The first attempted implementation of the Bayesian classifier failed due to a lack of variability in the original template as mentioned in Section 5.1. The Bayesian classifier now executes correctly with the standard template, but statistics have not yet been compiled to indicate the accuracy of the predictions.

5.3 The Feed Forward Back Propagation Neural Network

The Feed Forward Back Propagation Neural Network is composed of eight input neurons corresponding to the eight power spectrum bin values, one hidden layer with fifty neurons, and five output neurons corresponding to the five binary digits of the class key values. A sigmoid response function is used with a learning rate of one to calculate connection weights between neurons, and each neuron is assigned a bias of one. The network was trained on 200 patterns per session randomly chosen from the template until a Total Sum Square Error of 0.001 was reached. The network typically trained successfully in 30,000 to 40,000 sessions.

Results are encouraging with the Feed Forward Back Propagation Neural Network as it correctly classifies 93.40% of words when false positives generated by the collection of non-features during feature extraction are omitted. When these results are averaged with the results of actual features classified, the percentage of correct classification is somewhat lower.


Post processing has not been implemented in the system at this point. The major goals of post processing will be to link the features collected to form nutrients with corresponding values and to check for obvious errors generated during classification. The row and order of classified words will be used to link them together forming complete nutrient names. Words that are combined to form non-existent nutrient names can be flagged as classification errors.

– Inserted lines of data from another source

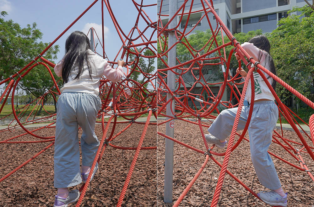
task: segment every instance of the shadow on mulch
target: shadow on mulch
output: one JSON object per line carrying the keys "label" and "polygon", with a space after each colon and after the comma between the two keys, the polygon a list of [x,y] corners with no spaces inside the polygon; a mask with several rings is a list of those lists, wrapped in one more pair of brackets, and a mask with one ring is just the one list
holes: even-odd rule
{"label": "shadow on mulch", "polygon": [[[124,129],[125,124],[117,124],[114,134]],[[137,147],[144,125],[136,125],[127,130],[112,142],[123,146]],[[149,125],[142,145],[156,146],[156,126]],[[32,129],[29,128],[30,131]],[[111,128],[108,131],[109,134]],[[0,141],[24,133],[16,129],[1,133]],[[95,133],[100,140],[102,133],[100,125],[96,125]],[[55,128],[34,132],[53,136]],[[82,131],[79,131],[80,137]],[[28,135],[14,141],[39,139]],[[0,144],[0,178],[2,178],[50,144]],[[52,146],[0,183],[0,206],[52,206],[57,189],[53,187]],[[81,206],[114,206],[133,160],[135,150],[122,150],[107,146],[99,164],[99,168],[89,186]],[[141,150],[122,203],[123,206],[156,206],[157,153],[156,150]],[[78,189],[81,185],[73,187]],[[72,206],[75,206],[72,204]]]}
{"label": "shadow on mulch", "polygon": [[[192,146],[206,150],[198,125],[176,120],[175,138]],[[165,125],[158,126],[158,131],[165,133]],[[207,128],[203,127],[206,133]],[[281,135],[281,131],[276,130]],[[303,134],[310,146],[311,141]],[[299,142],[300,139],[294,132],[284,131],[284,137]],[[248,133],[246,137],[248,138]],[[236,136],[235,143],[239,138]],[[172,206],[165,204],[164,199],[164,179],[165,167],[165,138],[158,136],[158,163],[157,165],[157,205],[160,207]],[[293,144],[294,147],[300,149],[299,145]],[[225,149],[217,147],[214,151],[219,152]],[[173,200],[178,198],[190,182],[204,163],[204,155],[187,147],[174,143],[173,167]],[[300,165],[290,154],[278,145],[272,143],[269,151],[286,160],[300,166]],[[310,170],[314,170],[314,162],[308,154],[302,153],[304,161]],[[214,157],[220,163],[223,157],[215,155]],[[272,156],[275,167],[284,191],[287,192],[288,206],[294,207],[314,207],[314,182],[305,172],[287,164]],[[265,190],[258,181],[251,159],[249,144],[243,141],[233,151],[227,169],[256,192]],[[209,158],[207,165],[180,205],[180,206],[210,206],[216,188],[221,168]],[[233,178],[226,173],[222,186],[217,207],[269,206],[255,197]]]}

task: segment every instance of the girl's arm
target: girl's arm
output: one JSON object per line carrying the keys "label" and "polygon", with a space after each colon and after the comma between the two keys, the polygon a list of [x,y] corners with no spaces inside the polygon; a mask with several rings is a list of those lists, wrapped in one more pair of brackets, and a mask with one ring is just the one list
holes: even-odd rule
{"label": "girl's arm", "polygon": [[55,67],[53,68],[53,70],[56,73],[56,74],[58,77],[62,77],[62,60],[61,60],[55,66]]}
{"label": "girl's arm", "polygon": [[[264,61],[265,56],[263,50],[254,45],[253,43],[246,42],[241,45],[241,46],[250,56],[253,57],[255,61],[259,61],[262,62]],[[260,54],[262,55],[261,60],[259,59]]]}
{"label": "girl's arm", "polygon": [[120,65],[118,66],[116,70],[113,68],[106,62],[104,67],[104,72],[103,75],[105,75],[107,78],[112,82],[116,82],[119,81],[123,76],[123,68],[122,66]]}

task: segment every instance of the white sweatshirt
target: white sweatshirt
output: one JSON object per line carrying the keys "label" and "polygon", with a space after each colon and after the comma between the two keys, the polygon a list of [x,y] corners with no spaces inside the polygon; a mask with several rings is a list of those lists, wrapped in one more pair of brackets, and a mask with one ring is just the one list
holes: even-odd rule
{"label": "white sweatshirt", "polygon": [[[249,42],[245,42],[241,45],[241,46],[250,56],[253,57],[254,60],[259,62],[261,65],[268,70],[269,68],[269,63],[265,62],[266,56],[268,54],[267,52],[261,50],[255,46],[253,43]],[[258,56],[260,51],[262,53],[262,57],[261,57],[260,61],[259,61]],[[253,65],[252,65],[252,66],[253,66]],[[266,73],[261,70],[261,71],[264,73],[266,78],[268,78],[267,80],[271,85],[273,82],[273,78],[269,77],[269,76]],[[262,99],[274,100],[275,97],[273,95],[270,90],[258,73],[257,72],[253,72],[253,77],[254,78],[254,85],[255,86],[254,100],[256,101]],[[245,80],[246,77],[243,78]],[[251,101],[251,79],[250,79],[246,89],[246,100],[249,103]]]}
{"label": "white sweatshirt", "polygon": [[[94,93],[97,95],[99,94],[100,80],[103,75],[105,75],[113,82],[119,81],[122,78],[123,71],[122,66],[118,66],[115,70],[110,66],[108,61],[99,56],[90,50],[89,50],[88,55],[90,56],[96,67],[92,63],[90,64],[92,68],[92,78],[90,79],[87,65],[84,63],[83,72],[78,79],[74,80],[77,75],[78,68],[75,68],[69,75],[68,82],[65,83],[60,91],[63,92],[81,92]],[[54,70],[58,76],[62,75],[62,61],[59,62],[56,65]],[[90,68],[90,69],[91,68]]]}

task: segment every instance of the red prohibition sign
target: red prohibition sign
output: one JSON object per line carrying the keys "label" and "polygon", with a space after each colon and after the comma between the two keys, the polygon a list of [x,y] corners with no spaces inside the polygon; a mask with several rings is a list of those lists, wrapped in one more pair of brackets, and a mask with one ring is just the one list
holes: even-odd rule
{"label": "red prohibition sign", "polygon": [[169,123],[169,126],[171,128],[175,127],[175,122],[174,121],[171,121]]}

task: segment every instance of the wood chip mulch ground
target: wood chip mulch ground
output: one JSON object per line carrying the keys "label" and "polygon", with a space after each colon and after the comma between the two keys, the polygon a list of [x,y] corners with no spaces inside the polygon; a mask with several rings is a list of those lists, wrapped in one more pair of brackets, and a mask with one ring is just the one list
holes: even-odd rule
{"label": "wood chip mulch ground", "polygon": [[[126,126],[126,124],[117,124],[114,134]],[[133,124],[112,143],[120,146],[137,147],[144,126]],[[156,125],[149,126],[143,146],[156,146]],[[33,129],[28,129],[30,131]],[[34,133],[51,136],[54,135],[55,130],[55,128],[45,129]],[[110,132],[111,129],[108,133]],[[12,132],[2,132],[0,141],[24,132],[20,129]],[[100,125],[96,125],[95,132],[100,140],[102,135]],[[81,133],[80,130],[79,137]],[[14,140],[38,139],[28,135]],[[0,178],[49,144],[0,144]],[[54,150],[52,146],[0,183],[0,206],[53,206],[57,194],[57,189],[53,187]],[[135,150],[122,150],[107,146],[100,161],[98,172],[88,188],[82,203],[84,204],[81,206],[116,205],[135,153]],[[141,150],[122,206],[156,206],[157,176],[156,150]],[[81,186],[71,189],[78,189]]]}
{"label": "wood chip mulch ground", "polygon": [[[159,121],[159,122],[163,120]],[[165,132],[165,125],[158,126],[158,130]],[[175,125],[175,138],[197,149],[205,151],[206,149],[198,125],[176,120]],[[203,127],[204,131],[207,128]],[[276,130],[281,134],[279,130]],[[305,136],[304,134],[302,134]],[[294,132],[284,131],[284,137],[300,142]],[[248,138],[248,133],[246,137]],[[307,137],[306,137],[307,138]],[[239,137],[236,136],[235,143]],[[312,144],[308,138],[306,139],[310,146]],[[165,138],[158,136],[157,205],[158,206],[172,206],[163,202],[164,179],[165,168]],[[292,145],[300,149],[300,146]],[[217,147],[214,151],[223,152],[224,149]],[[283,148],[275,143],[272,143],[270,151],[286,160],[300,166],[296,162]],[[314,162],[308,154],[301,153],[304,161],[310,170],[314,171]],[[214,156],[220,163],[223,157]],[[272,156],[278,173],[282,188],[288,195],[288,206],[314,207],[314,182],[305,172],[296,168]],[[173,170],[173,200],[178,199],[183,190],[196,174],[205,160],[203,155],[197,152],[176,142],[174,143]],[[253,190],[258,192],[265,188],[259,183],[251,159],[249,143],[243,141],[231,154],[227,169]],[[187,193],[180,206],[210,206],[220,172],[220,168],[211,159],[209,161],[198,178]],[[269,206],[255,197],[242,186],[226,173],[219,197],[217,206]]]}

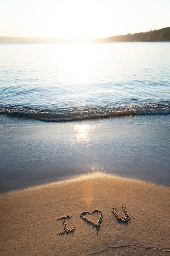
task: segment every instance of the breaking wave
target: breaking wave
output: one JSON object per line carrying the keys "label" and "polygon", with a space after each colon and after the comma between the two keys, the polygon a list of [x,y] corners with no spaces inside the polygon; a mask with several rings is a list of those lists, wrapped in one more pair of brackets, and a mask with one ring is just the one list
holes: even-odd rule
{"label": "breaking wave", "polygon": [[46,110],[8,108],[0,108],[0,115],[61,122],[136,115],[170,114],[170,102],[130,106],[74,108]]}

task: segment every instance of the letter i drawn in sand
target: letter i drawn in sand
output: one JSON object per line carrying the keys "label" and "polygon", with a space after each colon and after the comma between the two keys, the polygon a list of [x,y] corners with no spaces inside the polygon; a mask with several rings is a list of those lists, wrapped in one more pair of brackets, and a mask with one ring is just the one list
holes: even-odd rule
{"label": "letter i drawn in sand", "polygon": [[69,232],[74,232],[74,231],[75,230],[75,227],[74,227],[71,229],[68,229],[66,226],[66,219],[69,219],[71,217],[71,215],[67,215],[66,216],[63,216],[60,218],[58,218],[58,219],[57,219],[58,220],[62,220],[64,229],[63,231],[61,231],[61,232],[59,232],[59,233],[57,234],[58,235],[64,234],[64,233],[68,233]]}

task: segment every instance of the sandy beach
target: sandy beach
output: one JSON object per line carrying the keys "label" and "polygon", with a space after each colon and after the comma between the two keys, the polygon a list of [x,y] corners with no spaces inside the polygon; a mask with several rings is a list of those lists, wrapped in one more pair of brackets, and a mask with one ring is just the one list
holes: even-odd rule
{"label": "sandy beach", "polygon": [[170,195],[99,172],[2,194],[0,254],[169,255]]}

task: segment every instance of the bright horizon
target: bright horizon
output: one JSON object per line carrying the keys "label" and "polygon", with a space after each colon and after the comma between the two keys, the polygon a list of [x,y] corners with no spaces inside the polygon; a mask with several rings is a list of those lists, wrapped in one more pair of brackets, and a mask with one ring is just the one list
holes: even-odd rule
{"label": "bright horizon", "polygon": [[170,26],[169,0],[0,0],[0,36],[102,38]]}

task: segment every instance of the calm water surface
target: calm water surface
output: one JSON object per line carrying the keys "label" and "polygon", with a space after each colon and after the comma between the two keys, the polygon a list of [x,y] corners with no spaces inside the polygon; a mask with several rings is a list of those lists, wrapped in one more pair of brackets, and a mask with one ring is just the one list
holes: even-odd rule
{"label": "calm water surface", "polygon": [[170,113],[170,43],[1,43],[0,111],[51,121]]}
{"label": "calm water surface", "polygon": [[0,192],[93,171],[170,186],[170,43],[1,43],[0,67]]}

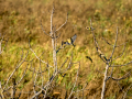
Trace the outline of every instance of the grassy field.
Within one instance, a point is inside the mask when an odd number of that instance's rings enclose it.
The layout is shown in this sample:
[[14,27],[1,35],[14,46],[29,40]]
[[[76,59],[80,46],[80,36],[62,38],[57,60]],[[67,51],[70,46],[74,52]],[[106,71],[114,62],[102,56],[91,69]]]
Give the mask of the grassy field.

Figure 4 – Shows an example of constructing full nutrient names from words.


Much work remains to be done in several areas of the project. The key topics for exploration include better methods for determining which features are relevant to extract from the labels, a separate classification system for identifying nutrient values, scaling methods to allow a greater size range of labels to be classified, experimentation with other classifiers such as ART-2 and Kohonen and post processing methods for error checking and data storage. Experimental results thus far are encouraging, and further investigation of the issues mentioned above will most likely yield improved results.